Geneva - January to March 2023 was the deadliest first quarter for central Mediterranean migrants since 2017, the United Nations has said, with 441 lives lost as crossings to Europe soar.
The UN's International Organization for Migration said delays in state-led search and rescue (SAR) operations played a part in several fatal incidents in the perilous sea crossing from north Africa.
And the IOM said the 441 known deaths in the first three months of the year was likely an undercount of the true number.
"The persisting humanitarian crisis in the central Mediterranean is intolerable," IOM chief Antonio Vitorino said on Wednesday.
"With more than 20,000 deaths recorded on this route since 2014, I fear that these deaths have been normalised. States must respond," he added.
The IOM said delays in rescues were a factor in at least six incidents so far this year, leading to the deaths of at least 127 people.
"The complete absence of response to a seventh case claimed the lives of at least 73 migrants," it said in a statement, adding that non-governmental organisations' SAR efforts have markedly diminished in recent months.
The UN agency's Missing Migrants Project is also investigating several cases in which boats were reported missing, where there are no records of survivors, no remains and no SAR operations.
The fates of more than 300 people aboard those vessels remain unclear, the organisation said.

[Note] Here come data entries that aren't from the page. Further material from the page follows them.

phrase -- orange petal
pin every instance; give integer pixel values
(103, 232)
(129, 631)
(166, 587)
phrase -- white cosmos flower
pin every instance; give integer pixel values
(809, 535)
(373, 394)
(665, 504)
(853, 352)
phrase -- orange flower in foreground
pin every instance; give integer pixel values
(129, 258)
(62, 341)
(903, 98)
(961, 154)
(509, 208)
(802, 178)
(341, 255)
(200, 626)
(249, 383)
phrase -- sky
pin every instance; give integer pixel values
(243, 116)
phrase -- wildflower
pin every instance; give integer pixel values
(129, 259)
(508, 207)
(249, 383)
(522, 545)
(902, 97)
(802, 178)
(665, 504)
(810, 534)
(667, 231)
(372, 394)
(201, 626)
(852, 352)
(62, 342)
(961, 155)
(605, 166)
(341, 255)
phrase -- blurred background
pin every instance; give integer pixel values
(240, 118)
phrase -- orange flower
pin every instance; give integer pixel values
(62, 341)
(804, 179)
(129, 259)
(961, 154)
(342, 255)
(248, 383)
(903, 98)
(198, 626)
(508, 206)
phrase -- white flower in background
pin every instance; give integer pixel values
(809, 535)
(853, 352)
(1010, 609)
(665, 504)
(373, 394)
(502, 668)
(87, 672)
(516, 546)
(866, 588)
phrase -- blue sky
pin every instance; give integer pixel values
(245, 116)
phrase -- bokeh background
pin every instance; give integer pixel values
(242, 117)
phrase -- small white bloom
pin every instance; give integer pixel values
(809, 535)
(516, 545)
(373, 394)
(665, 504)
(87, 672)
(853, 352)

- Italian state of emergency -
The IOM said that over the Easter weekend, 3,000 more migrants reached Italy.
Numbers of boat landings have surged this year, with almost 32,000 migrants arriving on Italy’s shores since January, according to interior ministry figures, compared to 8,000 over the same period in 2022.
Italian Prime Minister Giorgia Meloni’s government, which took office in October promising to end mass migration, late Tuesday declared a six-month state of emergency on immigration and allocated an additional five million euros ($5.5 million) to managing the issue.

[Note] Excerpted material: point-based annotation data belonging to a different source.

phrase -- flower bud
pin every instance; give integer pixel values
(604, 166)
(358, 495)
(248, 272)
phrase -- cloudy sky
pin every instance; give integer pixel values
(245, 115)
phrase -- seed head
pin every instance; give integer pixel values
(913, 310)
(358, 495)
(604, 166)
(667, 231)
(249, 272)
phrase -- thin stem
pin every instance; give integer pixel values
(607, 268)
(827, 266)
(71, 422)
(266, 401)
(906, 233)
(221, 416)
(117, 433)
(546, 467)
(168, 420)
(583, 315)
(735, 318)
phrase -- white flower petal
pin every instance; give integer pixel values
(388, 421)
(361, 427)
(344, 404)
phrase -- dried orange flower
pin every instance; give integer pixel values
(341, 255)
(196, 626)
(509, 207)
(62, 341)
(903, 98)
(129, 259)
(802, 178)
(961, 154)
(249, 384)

Meloni said this would enable "more effective and timely responses", including providing better reception and processing facilities.
But critics said the measure -- used more than 120 times in the last decade, normally for natural disasters -- disguises a lack of a proper migrant strategy.
The European Union's border agency Frontex said the number of first-quarter irregular border crossings on the central Mediterranean route was nearly 28,000, triple the number in the first three months of 2022.
The route accounts for more than half of all irregular border crossings into the EU, with the largest numbers of migrants originally coming from Ivory Coast, Guinea and Pakistan.
"In March, the total detections on this route increased almost nine-fold compared to last year, to more than 13,000," it said.
"Organised crime groups took advantage of better weather and political volatility in some countries of departure to try to smuggle as many migrants as possible across the central Mediterranean from Tunisia and Libya."
- 'Ad hoc response' -
The IOM said the situation in the central Mediterranean reinforced the need for predictable state-led search and rescue, putting an end to the "ad hoc response" since the end of the Italian navy's Operation Mare Nostrum in 2014.
"Saving lives at sea is a legal obligation for states," said Vitorino.
"We need to see proactive, state-led coordination in search-and-rescue efforts."
Countries need to support the life-saving efforts of NGOs and end the "criminalisation, obstruction and deterrence" of those who do come to the rescue, the IOM said.
The agency also called for tougher action to dismantle criminal smuggling networks and to prosecute those responsible for "profiting from the desperation of migrants and refugees by facilitating dangerous journeys".
Even as the IOM released its findings, the Tunisian coastguard announced that 10 migrants from sub-Saharan Africa had drowned in the Mediterranean in a shipwreck on Tuesday. Seventy-two migrants were rescued.